SUPPORTING GEOTECHNICAL DECISIONS USING RAPID 4D LIDAR CHANGE DETECTION

Managing geotechnical hazards requires geo-professionals to understand how the earth may behave into the future. Understanding morphological change involves a deep understanding of geology, geological processes, climate change, and knowledge of physical changes that have happened in the past or may occur in the future. One of the most capable techniques for mapping changing terrain across spatially extensive regions is lidar change detection using airborne lidar scanning (ALS) data.

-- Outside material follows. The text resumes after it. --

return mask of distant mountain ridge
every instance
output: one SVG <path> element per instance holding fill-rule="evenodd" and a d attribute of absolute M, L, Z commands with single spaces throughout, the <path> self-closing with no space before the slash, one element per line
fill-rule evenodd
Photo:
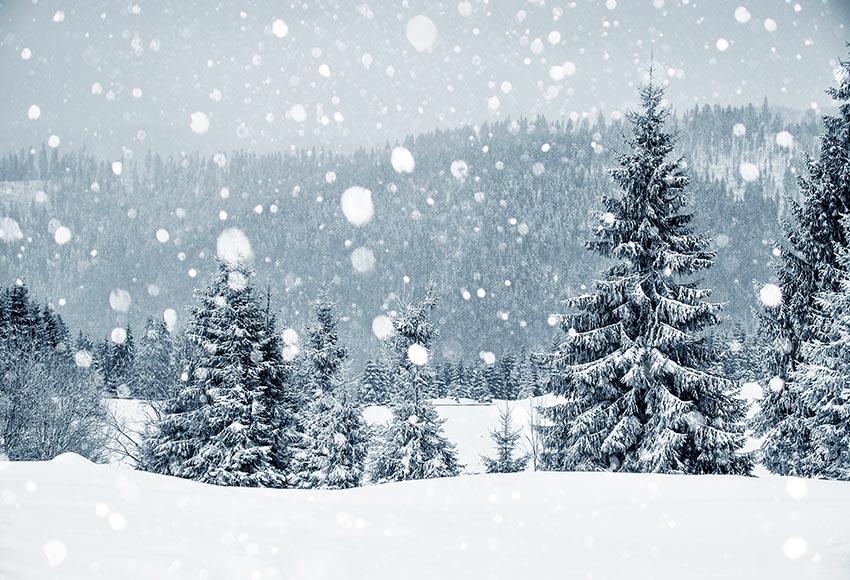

Change detection is commonly performed using DEM differencing (DoD), but this introduces major simplifications into the data, potentially limiting one’s ability to detect geomorphic change. Four-dimensional point-based change detection is preferable for its higher precision and lower detection limits, but the computational requirements are much higher compared to DoD. To overcome this limitation, we present a novel GPU-based 4D change detection workflow, including automated chaining of processing steps and dynamic parameter selection. From data acquisition to product delivery, our workflow results in an estimated 200-times increase in efficiency. This enables a wide variety of new applications, including rapid response to disaster events and proactive geohazard screening over thousands of kilometers of infrastructure. Based on these results, we suggest that the standard of practice in applied earth science change detection should move beyond DEM-based methods.